Eisenberg RHEINPFALZ Plus Artikel Gartenhütte brennt – Verdacht auf Asbest erschwert Löscharbeiten

Die Feuerwehrleute trugen Spezialanzüge, ums sich vor einer Gefahr durch Asbest zu schützen.
Die Feuerwehrleute trugen Spezialanzüge, ums sich vor einer Gefahr durch Asbest zu schützen.

Ein Feuerschein erleuchtete in der Nacht zum Mittwoch den Himmel über Eisenberg und riss zahlreiche Anwohner aus ihrer nächtlichen Ruhe.

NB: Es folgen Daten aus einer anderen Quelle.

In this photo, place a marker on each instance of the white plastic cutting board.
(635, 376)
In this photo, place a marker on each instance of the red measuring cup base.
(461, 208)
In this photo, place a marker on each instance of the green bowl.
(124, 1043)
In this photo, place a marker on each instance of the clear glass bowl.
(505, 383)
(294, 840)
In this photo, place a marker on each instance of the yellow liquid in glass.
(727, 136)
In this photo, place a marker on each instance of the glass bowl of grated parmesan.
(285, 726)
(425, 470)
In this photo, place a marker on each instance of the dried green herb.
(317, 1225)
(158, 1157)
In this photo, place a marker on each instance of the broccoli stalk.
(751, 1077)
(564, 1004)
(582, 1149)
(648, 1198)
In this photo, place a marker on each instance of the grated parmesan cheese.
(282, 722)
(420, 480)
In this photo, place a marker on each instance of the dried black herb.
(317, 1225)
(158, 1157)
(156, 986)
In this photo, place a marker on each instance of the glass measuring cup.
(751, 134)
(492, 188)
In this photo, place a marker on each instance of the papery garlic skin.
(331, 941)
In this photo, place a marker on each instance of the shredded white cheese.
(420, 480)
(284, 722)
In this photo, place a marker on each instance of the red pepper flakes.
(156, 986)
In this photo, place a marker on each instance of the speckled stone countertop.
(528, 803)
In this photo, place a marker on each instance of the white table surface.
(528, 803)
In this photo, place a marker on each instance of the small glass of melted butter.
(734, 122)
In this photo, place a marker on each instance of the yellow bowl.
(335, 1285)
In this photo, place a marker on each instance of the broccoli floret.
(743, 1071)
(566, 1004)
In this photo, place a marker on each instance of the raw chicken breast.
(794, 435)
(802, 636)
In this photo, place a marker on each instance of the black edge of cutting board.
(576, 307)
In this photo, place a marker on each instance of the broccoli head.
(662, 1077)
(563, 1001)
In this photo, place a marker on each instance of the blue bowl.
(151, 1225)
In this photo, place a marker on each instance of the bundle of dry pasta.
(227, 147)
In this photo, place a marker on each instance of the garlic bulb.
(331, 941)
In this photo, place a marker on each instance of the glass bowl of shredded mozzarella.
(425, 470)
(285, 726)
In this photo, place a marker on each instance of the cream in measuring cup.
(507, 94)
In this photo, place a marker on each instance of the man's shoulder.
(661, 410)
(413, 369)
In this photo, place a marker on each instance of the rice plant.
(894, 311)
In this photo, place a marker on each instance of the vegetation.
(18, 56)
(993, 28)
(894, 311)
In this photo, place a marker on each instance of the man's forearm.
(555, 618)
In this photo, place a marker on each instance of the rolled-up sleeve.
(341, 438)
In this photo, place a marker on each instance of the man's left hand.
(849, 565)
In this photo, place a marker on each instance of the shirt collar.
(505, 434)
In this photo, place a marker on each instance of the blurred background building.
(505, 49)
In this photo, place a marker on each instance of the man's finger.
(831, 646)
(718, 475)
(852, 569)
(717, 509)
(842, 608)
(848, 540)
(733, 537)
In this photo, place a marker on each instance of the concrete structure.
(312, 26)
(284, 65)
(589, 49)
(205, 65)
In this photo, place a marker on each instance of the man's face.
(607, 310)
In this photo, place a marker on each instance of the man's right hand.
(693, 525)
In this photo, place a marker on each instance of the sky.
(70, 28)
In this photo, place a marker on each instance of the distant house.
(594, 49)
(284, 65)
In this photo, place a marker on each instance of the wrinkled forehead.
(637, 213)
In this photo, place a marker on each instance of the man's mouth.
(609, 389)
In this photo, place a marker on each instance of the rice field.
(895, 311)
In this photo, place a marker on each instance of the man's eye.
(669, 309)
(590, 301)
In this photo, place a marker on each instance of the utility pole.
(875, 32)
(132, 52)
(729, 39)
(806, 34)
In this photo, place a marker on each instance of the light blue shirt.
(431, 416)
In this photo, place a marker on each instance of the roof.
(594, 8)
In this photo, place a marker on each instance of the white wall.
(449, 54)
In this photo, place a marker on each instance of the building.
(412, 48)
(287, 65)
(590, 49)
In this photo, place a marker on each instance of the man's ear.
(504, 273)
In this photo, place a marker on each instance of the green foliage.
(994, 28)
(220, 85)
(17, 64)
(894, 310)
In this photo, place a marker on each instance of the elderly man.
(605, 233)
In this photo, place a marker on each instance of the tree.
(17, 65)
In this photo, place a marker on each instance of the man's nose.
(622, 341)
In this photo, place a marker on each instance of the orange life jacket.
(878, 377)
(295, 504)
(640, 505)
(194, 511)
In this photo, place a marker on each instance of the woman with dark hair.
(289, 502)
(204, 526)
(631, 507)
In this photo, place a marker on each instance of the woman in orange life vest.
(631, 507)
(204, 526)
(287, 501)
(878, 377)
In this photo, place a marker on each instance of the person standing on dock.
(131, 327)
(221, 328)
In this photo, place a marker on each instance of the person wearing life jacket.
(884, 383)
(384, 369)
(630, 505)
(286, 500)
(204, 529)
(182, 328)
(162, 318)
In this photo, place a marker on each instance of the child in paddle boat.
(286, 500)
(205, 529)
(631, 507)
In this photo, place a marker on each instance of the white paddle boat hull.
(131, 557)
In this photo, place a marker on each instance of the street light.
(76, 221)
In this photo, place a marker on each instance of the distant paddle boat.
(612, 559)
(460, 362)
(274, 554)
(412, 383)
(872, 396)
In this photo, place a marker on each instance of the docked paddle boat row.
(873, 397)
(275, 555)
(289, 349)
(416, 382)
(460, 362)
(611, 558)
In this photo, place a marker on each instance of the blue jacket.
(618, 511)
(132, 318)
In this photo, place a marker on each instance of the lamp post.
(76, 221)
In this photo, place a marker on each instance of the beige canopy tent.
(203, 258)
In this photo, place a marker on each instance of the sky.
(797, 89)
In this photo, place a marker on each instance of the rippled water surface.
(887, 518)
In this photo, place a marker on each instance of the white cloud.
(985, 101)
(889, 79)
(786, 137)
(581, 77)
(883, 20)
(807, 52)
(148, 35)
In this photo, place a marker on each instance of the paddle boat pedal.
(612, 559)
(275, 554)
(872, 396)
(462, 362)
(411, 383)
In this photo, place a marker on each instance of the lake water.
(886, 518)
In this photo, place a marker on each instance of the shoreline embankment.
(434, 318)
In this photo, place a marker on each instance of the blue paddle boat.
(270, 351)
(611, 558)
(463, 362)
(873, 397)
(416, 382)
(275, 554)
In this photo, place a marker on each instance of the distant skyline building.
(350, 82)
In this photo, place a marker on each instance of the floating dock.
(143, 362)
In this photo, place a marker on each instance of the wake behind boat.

Gegen 23:30 Uhr brach in einer Schrebergartensiedlung zwischen der Bahnhofstraße und der Herrmann-Graf-Straße in Eisenberg ein Brand aus, der sich rasch zu einem Flammenmeer entwickelte. Nach ersten Erkenntnissen geriet auf dem schwer zugänglichen Gelände, das unmittelbar an ein Wohnhaus grenzt, eine Gartenhütte aus bislang ungeklärter Ursache in Brand. Bereits auf der Anfahrt war der Feuerschein weithin sichtbar, was zunächst auf ein größeres Schadensausmaß hindeutete. Beim Eintreffen der Feuerwehr bestätigte sich dieser Eindruck jedoch nur teilweise, betonte Einsatzleiter Michael Partsch. Zwar stand die betroffene Hütte in Vollbrand, doch durch das schnelle und koordinierte Eingreifen der Einsatzkräfte konnte eine Ausbreitung auf benachbarte Parzellen und Gebäude verhindert werden.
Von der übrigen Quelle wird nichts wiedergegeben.